Oklahoma Schools Ordered to Teach About 2020 Election 'Discrepancies' After Superintendent's Concerns of 'Left-Wing Propaganda'

Oklahoma Curriculum_05062025_1
Oklahoma's superintendent has ordered high school students learn about the discrepancies in the 2020 presidential election results.

Oklahoma Superintendent of Public Schools Ryan Walters, a vocal Trump supporter, has mandated that all the state's high schools teach about alleged "discrepancies" in the 2020 election, saying he wants to prevent students from being "spoon-fed left-wing propaganda."

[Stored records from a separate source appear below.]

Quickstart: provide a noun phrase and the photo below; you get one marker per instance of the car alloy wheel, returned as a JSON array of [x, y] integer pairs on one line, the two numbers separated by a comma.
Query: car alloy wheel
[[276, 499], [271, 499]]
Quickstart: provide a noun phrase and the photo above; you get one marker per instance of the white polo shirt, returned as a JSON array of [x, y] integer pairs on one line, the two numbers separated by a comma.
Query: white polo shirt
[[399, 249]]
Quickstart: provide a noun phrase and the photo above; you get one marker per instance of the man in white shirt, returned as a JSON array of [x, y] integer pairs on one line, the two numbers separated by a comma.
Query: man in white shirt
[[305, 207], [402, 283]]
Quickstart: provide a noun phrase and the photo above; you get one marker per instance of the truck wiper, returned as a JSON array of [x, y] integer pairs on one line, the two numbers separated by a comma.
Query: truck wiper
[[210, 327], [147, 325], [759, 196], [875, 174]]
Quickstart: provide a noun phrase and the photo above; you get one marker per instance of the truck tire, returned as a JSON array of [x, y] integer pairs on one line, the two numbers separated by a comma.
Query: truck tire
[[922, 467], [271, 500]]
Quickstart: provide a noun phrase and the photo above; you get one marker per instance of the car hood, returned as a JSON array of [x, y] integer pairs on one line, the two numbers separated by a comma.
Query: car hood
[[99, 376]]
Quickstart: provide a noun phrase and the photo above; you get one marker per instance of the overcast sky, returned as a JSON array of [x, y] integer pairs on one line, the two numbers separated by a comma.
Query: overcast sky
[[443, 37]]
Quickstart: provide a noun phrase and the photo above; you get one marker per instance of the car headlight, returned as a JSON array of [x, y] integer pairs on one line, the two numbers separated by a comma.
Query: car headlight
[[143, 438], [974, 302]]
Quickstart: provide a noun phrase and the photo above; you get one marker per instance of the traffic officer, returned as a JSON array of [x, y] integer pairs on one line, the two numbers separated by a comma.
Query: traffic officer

In a draft of the new curriculum, Walters asked that students analyze contemporary turning points of 21st century American society during the Bush, Obama, Trump, and Biden administrations.

"Identify discrepancies in 2020 elections results by looking at graphs and other information, including the sudden halting of ballot-counting in select cities in key battleground states, the security risks of mail-in balloting, sudden batch dumps, an unforeseen record number of voters, and the unprecedented contradiction of 'bellwether county' trends," Walters wrote.

Walters is one of the many MAGA supporters still promoting President Donald Trump's fabricated claim that the 2020 election was stolen, even though he himself admitted in a September 2024 interview that he lost to Joe Biden "by a whisker."

The Oklahoma superintendent's tenure, which began when was voted into his role in November 2022 and will end in January 2027, has been mired in controversy. In addition to ignoring a series of school bomb threats.

Last June, Walters revealed he lost millions in school funding because he had been locked out of his Department of Education website for two years, drawing bipartisan condemnation, Heartland Signal reported.

Two days later, Trump doubled down on his support for the humiliated educator, writing in an X post, "Great job by Oklahoma State Superintendent Ryan Walters on FoxNews last night. Strong, decisive, and knows his 'stuff.' I LOVE OKLAHOMA!"